国立研究開発法人情報通信研究機構(NICT)という国の研究機関で、サイバー攻撃から日本を守るため、サイバーセキュリティに関する研究開発をしています。サイバー攻撃に関するさまざまなデータを集めて分析したり、分かりやすく見せる技術の開発や、データを安全に活用するための暗号技術の研究をしています。また、サイバー攻撃を受けてしまった時にどのように対応したらよいのかを学べる演習や若手セキュリティ人材育成も行っています。
2. 仕事をしていて大変なところ、難しいところは?
サイバー攻撃の手口はどんどん変化していくので、常に新しい情報をキャッチすることが大切です。

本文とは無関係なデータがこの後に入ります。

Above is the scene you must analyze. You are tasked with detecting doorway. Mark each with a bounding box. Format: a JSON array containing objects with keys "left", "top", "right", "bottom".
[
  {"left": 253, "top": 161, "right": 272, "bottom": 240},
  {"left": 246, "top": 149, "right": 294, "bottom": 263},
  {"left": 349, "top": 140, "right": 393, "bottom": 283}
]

NICTに対して期待が高まる中、サイバー攻撃のデータを大規模に集めて分析するシステムを作り、観測レポートを出すなど、情報発信に努めています。また、将来、量子コンピュータのような新しいしくみのコンピュータが実現すると、今の私たちの社会を守っている暗号技術が解読されてしまうので、これに備えて新たな暗号の仕組みを考えたり、国際的な動きを見ながら実際に使えるように準備をすることも大切です。
3. どんなことを考えながら仕事をしていますか?
「日本のサイバーセキュリティ対応能力を強化したい」
日本がサイバーセキュリティに対して強くなるためには、サイバー攻撃に関連したデータを大量に集め、データを分析して正しく対応できる人を育てることが重要です。このため、NICTではこれまで集めたデータやサイバー攻撃に対応できる人を育てるための演習システムを民間企業や教育機関に使ってもらったり、一緒にデータ分析を行っていく「サイバーセキュリティネクサス」という組織を今年度立ち上げて活動を開始しました。この活動を多くのみなさんと一緒に取り組んでいきたいと考えています。
4. 安全・安心のためにこれだけは絶対にやってほしいことは?
「サイバーセキュリティに関心をもとう」
サイバー攻撃は、国の機関や大きな会社だけが狙われるのではありません。みなさんの身近にある、ネットにつながるあらゆる機器がサイバー攻撃に悪用され、被害を大きくしてしまうこともあります。簡単なID・パスワードを使っていませんか。セキュリティアップデートをきちんと行っていますか。ニュースなどで私たちの社会生活に大きな影響を与えるサイバー攻撃が報道されることも多くなりました。そのようなニュースを見たら、どうしてそのような攻撃が起きてしまったのか、どうしたら防げるのか、自分が被害にあわないようにするにはどうしたらいいのか、などを考える機会にしてみてはいかがでしょう。